La spinsi verso il soggiorno, incitandola a far partire il dvd, prima che il mio istinto avesse davvero il sopravvento e mi regalasse la gioia di darle un pugno in testa.
Con affetto, sia chiaro.
 
Appena partì il film, decisi di perdonarla. Sorrisi. Giulia aveva fatto davvero un’ottima scelta.   
Conoscevo quella pellicola a memoria, dopo averla vista letteralmente un centinaio di volte sempre in compagnia di mia cugina a partire dalla prima volta, quando la vedemmo insieme al cinema. Sia le ragazze che le sue amiche avevano rifiutato un film così fantasy e... come lo avevano definito? Ah, già, infantile.
Non sapevano cosa si erano perse. Io adoravo quella storia, già prima della sua trasposizione cinematografica. Quando ero bambina, mamma mi aveva letto spesso le Cronache di Narnia, insieme a favole decisamente più romantiche.
Il primo capitolo della saga cominciò a farsi sentire dalle casse sparse per tutta la stanza. L’home theatre era stato un capriccio dello zio. E, sinceramente, non mi sarei mai potuta opporre.
Le prime scene catturarono immediatamente la mia attenzione, facendomi presto catapultare in un’altra epoca, in un altro mondo. Con le labbra che ripetevano ogni singola battuta, e con gli occhi fissi sul mio adorato protagonista.
Dopo un paio d’ore e con il gelato completamente divorato- nonostante la temperatura quasi gelida –i titoli di coda ci riportarono alla realtà.
Salutai Giulia con un bacio sulla fronte, ringraziandola con uno sguardo parecchio eloquente.
Finalmente leggera e del tutto libera da ogni assurdo senso di colpa, mi avventai sul portatile, per segnare qualche piccolo appunto sulla mia giornata.
Ripensai al mio duello verbale con il professore di matematica, a come mi ero sentita importante, coccolata dalla consapevolezza di aver compiuto il “sacrificio del secolo”.
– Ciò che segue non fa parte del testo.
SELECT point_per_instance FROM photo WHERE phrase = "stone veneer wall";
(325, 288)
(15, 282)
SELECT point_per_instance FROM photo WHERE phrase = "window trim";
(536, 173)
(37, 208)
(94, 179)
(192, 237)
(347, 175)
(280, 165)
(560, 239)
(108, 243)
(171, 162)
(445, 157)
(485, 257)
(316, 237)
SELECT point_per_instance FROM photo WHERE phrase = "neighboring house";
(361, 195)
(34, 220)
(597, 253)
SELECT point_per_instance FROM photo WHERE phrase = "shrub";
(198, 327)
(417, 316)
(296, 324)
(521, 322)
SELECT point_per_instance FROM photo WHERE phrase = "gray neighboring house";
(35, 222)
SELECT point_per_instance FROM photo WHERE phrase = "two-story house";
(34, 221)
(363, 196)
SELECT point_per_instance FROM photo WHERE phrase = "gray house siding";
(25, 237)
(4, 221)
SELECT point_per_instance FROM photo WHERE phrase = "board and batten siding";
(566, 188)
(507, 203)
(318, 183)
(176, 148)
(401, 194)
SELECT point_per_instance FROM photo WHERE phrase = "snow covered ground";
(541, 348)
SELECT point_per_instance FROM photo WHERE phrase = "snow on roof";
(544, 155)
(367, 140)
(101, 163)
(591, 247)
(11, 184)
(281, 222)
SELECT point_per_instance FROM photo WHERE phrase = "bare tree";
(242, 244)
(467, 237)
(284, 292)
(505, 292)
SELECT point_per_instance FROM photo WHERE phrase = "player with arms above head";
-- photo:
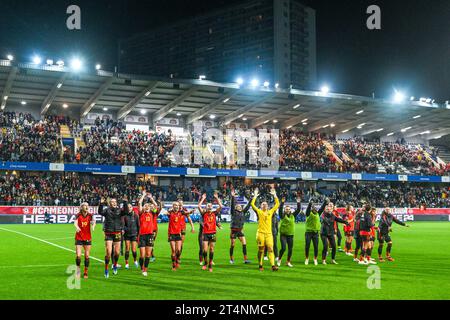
(384, 228)
(239, 215)
(146, 240)
(264, 236)
(186, 214)
(287, 227)
(83, 238)
(112, 227)
(131, 233)
(210, 224)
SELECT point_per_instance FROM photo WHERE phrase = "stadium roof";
(48, 86)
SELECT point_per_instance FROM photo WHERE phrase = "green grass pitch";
(31, 269)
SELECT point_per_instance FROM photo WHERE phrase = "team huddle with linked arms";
(138, 228)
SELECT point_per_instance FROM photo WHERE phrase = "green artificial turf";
(31, 269)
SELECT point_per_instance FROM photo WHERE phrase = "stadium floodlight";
(37, 60)
(405, 129)
(325, 89)
(399, 97)
(76, 64)
(254, 83)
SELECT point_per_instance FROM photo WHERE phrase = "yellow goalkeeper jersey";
(265, 217)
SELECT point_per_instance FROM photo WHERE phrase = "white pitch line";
(47, 242)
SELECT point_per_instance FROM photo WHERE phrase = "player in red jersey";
(145, 231)
(187, 214)
(210, 223)
(83, 238)
(174, 233)
(349, 229)
(155, 212)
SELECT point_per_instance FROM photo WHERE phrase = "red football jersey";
(155, 219)
(209, 222)
(145, 223)
(174, 222)
(84, 223)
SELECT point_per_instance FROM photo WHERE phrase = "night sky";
(410, 53)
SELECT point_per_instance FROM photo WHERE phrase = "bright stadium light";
(76, 64)
(325, 89)
(254, 82)
(399, 97)
(37, 60)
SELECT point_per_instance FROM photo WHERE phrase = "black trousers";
(289, 241)
(325, 240)
(275, 244)
(314, 237)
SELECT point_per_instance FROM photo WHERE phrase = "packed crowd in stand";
(71, 189)
(108, 142)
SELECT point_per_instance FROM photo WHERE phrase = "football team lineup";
(154, 269)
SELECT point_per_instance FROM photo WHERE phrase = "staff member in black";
(131, 232)
(112, 227)
(238, 217)
(384, 227)
(327, 232)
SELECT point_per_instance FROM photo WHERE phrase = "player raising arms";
(313, 229)
(112, 226)
(186, 214)
(327, 232)
(174, 233)
(348, 229)
(287, 227)
(210, 225)
(146, 240)
(264, 235)
(384, 227)
(238, 217)
(131, 232)
(83, 237)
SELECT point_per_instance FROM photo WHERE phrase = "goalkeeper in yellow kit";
(264, 235)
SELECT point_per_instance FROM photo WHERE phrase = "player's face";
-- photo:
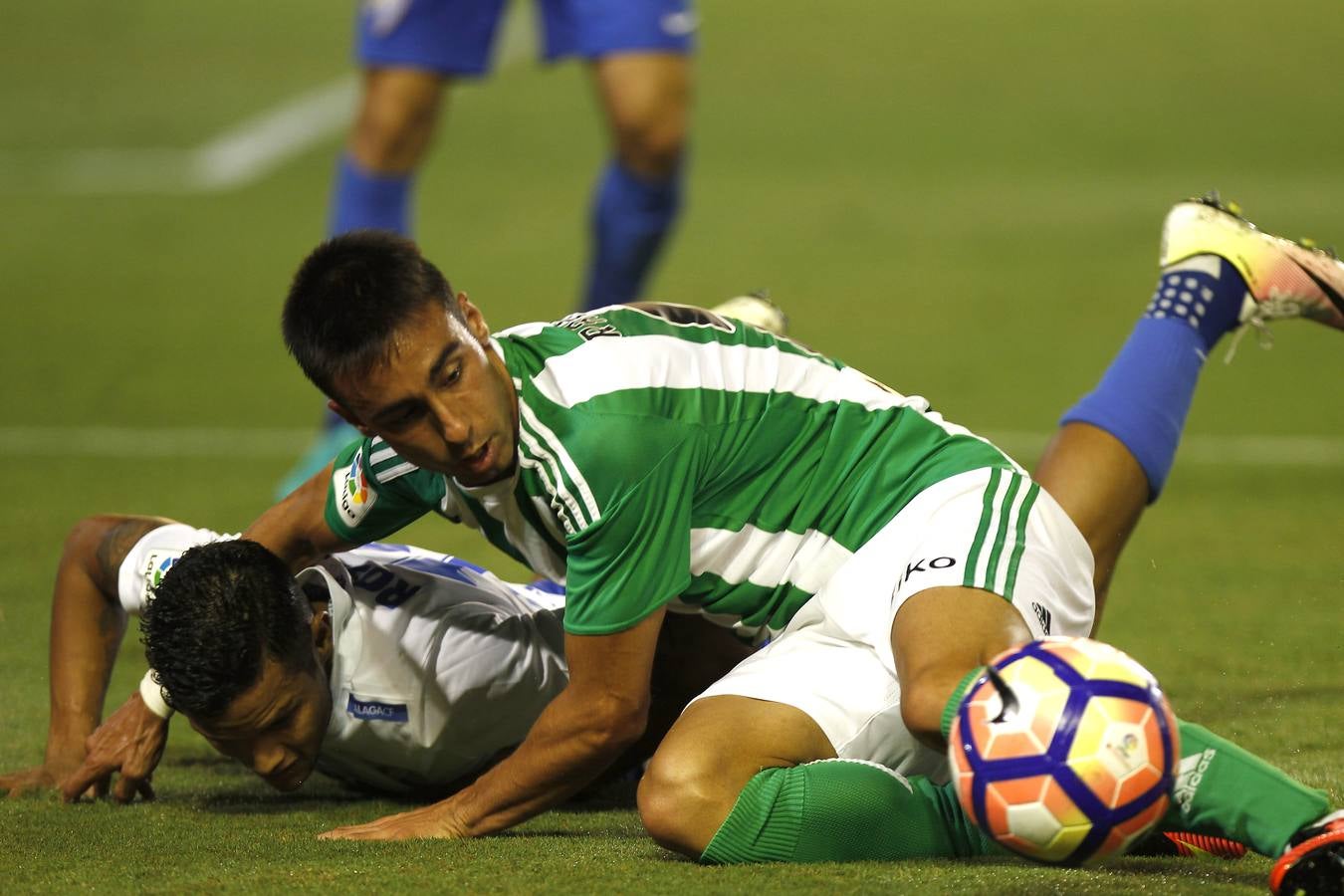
(276, 727)
(442, 399)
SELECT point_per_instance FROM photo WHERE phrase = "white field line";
(241, 154)
(225, 442)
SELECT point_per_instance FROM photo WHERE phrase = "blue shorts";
(456, 37)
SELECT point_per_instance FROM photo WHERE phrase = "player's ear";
(475, 320)
(345, 414)
(322, 631)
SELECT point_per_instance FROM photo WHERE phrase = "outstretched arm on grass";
(88, 623)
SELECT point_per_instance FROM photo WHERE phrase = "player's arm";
(296, 530)
(346, 504)
(88, 622)
(587, 726)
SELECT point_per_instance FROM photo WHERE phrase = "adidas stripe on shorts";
(992, 530)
Poi pensai a Morra e come era riuscito a distruggere tutto in un batter d’occhio.
Mi venne da ridere.
 
Masochismo e spirito di sacrificio devono necessariamente andare di pari passo? Probabilmente sì, visto che tutti quelli che si sacrificano perdono qualcosa. Se tutto va bene, non la vita.
 
Poi ripensai al film, in particolare alla scena in cui il leone- una sorta di divinità per il mondo di Narnia –si immola in nome della sua gente, del suo regno, dei suoi ideali.
 
Ma cosa ci spinge, nel profondo, a compiere un sacrificio di minore o maggiore entità? C’è chi si getta sull’altare in nome di un’idea, chi per proteggere qualcuno o qualcosa che ama... e chi, invece, diventa vittima sacrificale per il semplice gusto di mostrare una volta per tutte il proprio valore. Ma in nome di cosa?
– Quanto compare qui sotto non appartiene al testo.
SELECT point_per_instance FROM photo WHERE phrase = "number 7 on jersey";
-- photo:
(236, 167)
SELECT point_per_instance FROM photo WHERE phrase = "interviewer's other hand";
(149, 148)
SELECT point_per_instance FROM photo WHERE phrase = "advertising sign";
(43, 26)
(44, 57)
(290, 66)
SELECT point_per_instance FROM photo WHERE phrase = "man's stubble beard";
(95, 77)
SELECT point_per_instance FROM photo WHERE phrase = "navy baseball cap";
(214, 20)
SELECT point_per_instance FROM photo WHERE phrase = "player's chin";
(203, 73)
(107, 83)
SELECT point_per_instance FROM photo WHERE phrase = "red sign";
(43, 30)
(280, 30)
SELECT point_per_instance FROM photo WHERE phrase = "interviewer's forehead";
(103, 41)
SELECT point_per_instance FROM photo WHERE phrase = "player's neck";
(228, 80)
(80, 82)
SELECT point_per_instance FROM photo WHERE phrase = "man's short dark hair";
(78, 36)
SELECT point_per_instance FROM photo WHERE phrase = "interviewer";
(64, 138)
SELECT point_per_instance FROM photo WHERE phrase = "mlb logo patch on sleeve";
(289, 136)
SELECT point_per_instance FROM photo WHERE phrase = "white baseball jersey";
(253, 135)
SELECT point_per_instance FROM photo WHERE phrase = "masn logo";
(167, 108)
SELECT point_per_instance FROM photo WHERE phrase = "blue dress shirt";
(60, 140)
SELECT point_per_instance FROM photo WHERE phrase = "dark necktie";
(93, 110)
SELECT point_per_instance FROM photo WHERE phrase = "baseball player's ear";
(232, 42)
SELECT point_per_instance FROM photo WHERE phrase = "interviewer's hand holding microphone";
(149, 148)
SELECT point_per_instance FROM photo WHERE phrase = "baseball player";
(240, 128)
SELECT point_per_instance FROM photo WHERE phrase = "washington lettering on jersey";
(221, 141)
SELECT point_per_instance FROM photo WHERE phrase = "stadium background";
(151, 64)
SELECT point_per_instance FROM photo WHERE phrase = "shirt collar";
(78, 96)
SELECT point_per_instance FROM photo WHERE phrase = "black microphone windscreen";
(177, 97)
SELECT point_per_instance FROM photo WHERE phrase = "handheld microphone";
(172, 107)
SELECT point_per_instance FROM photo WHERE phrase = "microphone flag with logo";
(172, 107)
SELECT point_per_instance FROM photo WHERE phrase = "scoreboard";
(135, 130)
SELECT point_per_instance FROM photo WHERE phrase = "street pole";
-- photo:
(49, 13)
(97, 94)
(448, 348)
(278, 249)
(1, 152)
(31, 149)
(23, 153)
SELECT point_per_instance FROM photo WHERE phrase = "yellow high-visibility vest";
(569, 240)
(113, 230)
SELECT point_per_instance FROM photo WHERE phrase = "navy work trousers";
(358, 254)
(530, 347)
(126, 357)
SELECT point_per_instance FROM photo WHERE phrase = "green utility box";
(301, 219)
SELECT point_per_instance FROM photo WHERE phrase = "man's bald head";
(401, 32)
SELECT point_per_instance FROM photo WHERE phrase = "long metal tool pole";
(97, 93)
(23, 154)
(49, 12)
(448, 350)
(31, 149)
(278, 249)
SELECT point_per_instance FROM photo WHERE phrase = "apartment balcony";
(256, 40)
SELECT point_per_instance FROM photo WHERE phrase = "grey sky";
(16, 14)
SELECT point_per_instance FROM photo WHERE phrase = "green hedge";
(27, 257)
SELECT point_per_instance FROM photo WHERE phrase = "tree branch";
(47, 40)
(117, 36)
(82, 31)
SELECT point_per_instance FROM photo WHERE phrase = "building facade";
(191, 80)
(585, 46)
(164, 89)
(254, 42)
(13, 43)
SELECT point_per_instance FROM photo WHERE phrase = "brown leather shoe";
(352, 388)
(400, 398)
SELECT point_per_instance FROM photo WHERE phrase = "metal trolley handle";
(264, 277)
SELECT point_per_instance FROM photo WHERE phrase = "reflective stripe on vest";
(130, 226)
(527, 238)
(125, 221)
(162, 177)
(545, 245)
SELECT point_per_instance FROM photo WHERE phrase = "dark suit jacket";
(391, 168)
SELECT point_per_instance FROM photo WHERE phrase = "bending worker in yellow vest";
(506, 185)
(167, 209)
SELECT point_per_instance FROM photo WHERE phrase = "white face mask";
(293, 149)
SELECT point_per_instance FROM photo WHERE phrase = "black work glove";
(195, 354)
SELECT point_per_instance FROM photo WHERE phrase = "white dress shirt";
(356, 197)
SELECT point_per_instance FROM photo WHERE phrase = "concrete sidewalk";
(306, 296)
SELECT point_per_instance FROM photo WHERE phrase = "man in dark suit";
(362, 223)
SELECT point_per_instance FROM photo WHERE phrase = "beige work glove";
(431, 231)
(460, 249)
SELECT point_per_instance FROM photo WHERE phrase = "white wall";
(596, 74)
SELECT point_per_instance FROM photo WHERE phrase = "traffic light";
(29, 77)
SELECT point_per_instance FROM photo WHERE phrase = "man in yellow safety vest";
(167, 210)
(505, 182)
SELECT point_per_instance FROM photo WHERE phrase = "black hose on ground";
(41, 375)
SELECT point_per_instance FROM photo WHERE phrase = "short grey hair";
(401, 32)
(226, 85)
In nome di se stessi, forse. Ma i sacrifici peggiori, quelli che alla fine non servono a niente e a nessuno, sono proprio quelli venati di egoismo.
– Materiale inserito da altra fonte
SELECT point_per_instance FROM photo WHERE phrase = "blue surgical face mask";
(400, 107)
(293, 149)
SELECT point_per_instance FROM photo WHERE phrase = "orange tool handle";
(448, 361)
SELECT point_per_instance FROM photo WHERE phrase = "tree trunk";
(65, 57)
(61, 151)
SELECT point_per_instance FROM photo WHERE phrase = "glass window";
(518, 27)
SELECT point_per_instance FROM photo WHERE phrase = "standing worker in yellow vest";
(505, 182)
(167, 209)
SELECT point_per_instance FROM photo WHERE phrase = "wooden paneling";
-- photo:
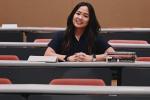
(53, 13)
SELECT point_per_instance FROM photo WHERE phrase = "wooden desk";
(73, 89)
(22, 63)
(22, 44)
(123, 45)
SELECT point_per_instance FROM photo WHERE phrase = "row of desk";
(74, 89)
(43, 72)
(38, 44)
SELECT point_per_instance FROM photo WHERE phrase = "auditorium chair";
(9, 57)
(42, 40)
(136, 76)
(129, 41)
(9, 96)
(95, 82)
(5, 81)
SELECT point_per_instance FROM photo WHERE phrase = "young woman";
(81, 40)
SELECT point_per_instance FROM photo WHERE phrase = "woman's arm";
(50, 52)
(102, 57)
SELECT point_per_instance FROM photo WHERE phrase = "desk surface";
(39, 44)
(50, 29)
(73, 89)
(125, 45)
(23, 44)
(72, 64)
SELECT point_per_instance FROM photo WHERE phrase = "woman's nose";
(80, 17)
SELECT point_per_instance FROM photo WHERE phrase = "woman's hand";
(73, 58)
(83, 57)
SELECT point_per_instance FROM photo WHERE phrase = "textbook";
(50, 59)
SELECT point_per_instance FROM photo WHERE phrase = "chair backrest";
(143, 59)
(129, 41)
(42, 40)
(5, 81)
(9, 57)
(95, 82)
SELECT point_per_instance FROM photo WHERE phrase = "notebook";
(43, 58)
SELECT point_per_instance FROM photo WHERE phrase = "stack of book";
(121, 57)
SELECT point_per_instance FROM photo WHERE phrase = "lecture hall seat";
(65, 81)
(9, 96)
(5, 81)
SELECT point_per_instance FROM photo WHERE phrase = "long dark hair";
(92, 29)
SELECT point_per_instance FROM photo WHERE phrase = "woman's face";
(81, 17)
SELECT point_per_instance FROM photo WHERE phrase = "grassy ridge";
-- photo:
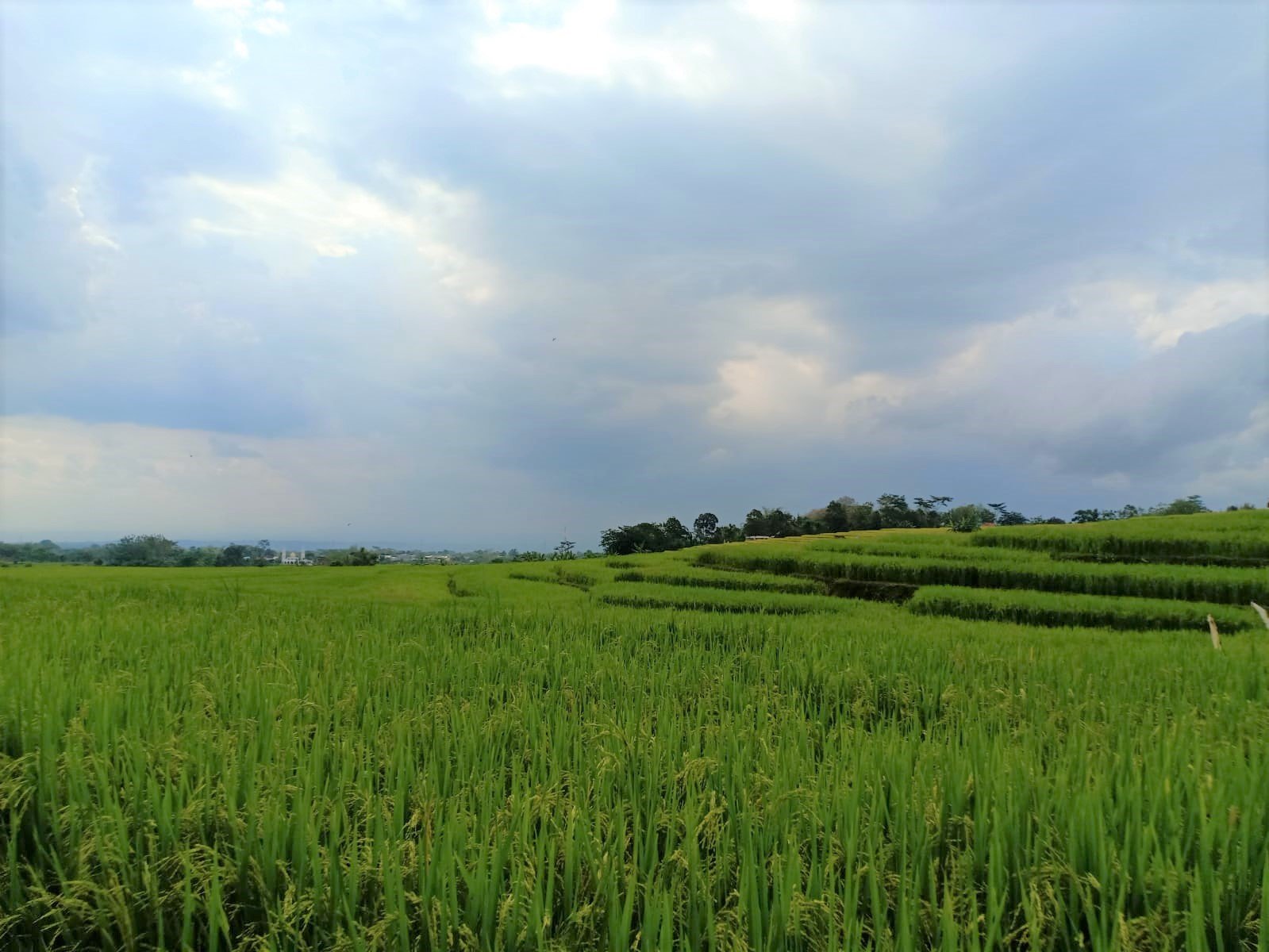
(1244, 533)
(1088, 611)
(1190, 583)
(203, 768)
(739, 582)
(712, 600)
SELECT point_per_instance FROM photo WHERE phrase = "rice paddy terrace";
(891, 740)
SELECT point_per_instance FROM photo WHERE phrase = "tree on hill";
(234, 555)
(1190, 505)
(705, 528)
(142, 550)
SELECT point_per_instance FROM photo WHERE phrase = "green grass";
(423, 758)
(722, 579)
(1089, 611)
(1243, 533)
(1190, 583)
(633, 594)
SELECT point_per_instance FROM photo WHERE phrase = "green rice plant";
(354, 759)
(1244, 533)
(644, 594)
(739, 582)
(1088, 611)
(1229, 562)
(1186, 583)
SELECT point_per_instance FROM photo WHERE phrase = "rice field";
(640, 753)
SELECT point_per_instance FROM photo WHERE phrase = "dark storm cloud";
(669, 253)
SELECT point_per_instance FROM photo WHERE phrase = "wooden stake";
(1264, 615)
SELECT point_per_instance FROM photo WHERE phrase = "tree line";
(890, 511)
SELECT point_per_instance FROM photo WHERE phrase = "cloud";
(550, 267)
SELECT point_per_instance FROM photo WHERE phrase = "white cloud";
(797, 395)
(271, 27)
(309, 209)
(334, 251)
(85, 188)
(586, 44)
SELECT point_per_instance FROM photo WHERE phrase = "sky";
(493, 274)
Chi sta dalla parte del male- si sa –non si sacrifica. Chi si sacrifica per dimostrare qualcosa, invece, dopo sarà il solo a raccogliere i propri cocci. Nessun ideale da difendere, nessuno che combatta per difenderlo.

 
E, in fine, arrivai a me. Al “sacrificio del secolo”. Ancora convinta di aver fatto la cosa giusta.
 
Chi si immola per il bene, invece, avrà presto o tardi la sua ricompensa.
 
E la mia? L’avrei avuta una ricompensa?
Le mie riflessioni furono interrotte dallo scatto della chiave nella serratura. Riconobbi i passi, il rumore dei tacchi così elegante e silenzioso.
Mamma.
Ripensai ai jeans della signora Beckham. Era quasi l’una, ma dato che ero ancora sveglia... meglio approfittare della sua presenza per fare qualche domanda.
Cosa poteva mai nascondermi? Poteva esserci qualcosa di così terribile da spingerla a regalarmi una cosa così costosa?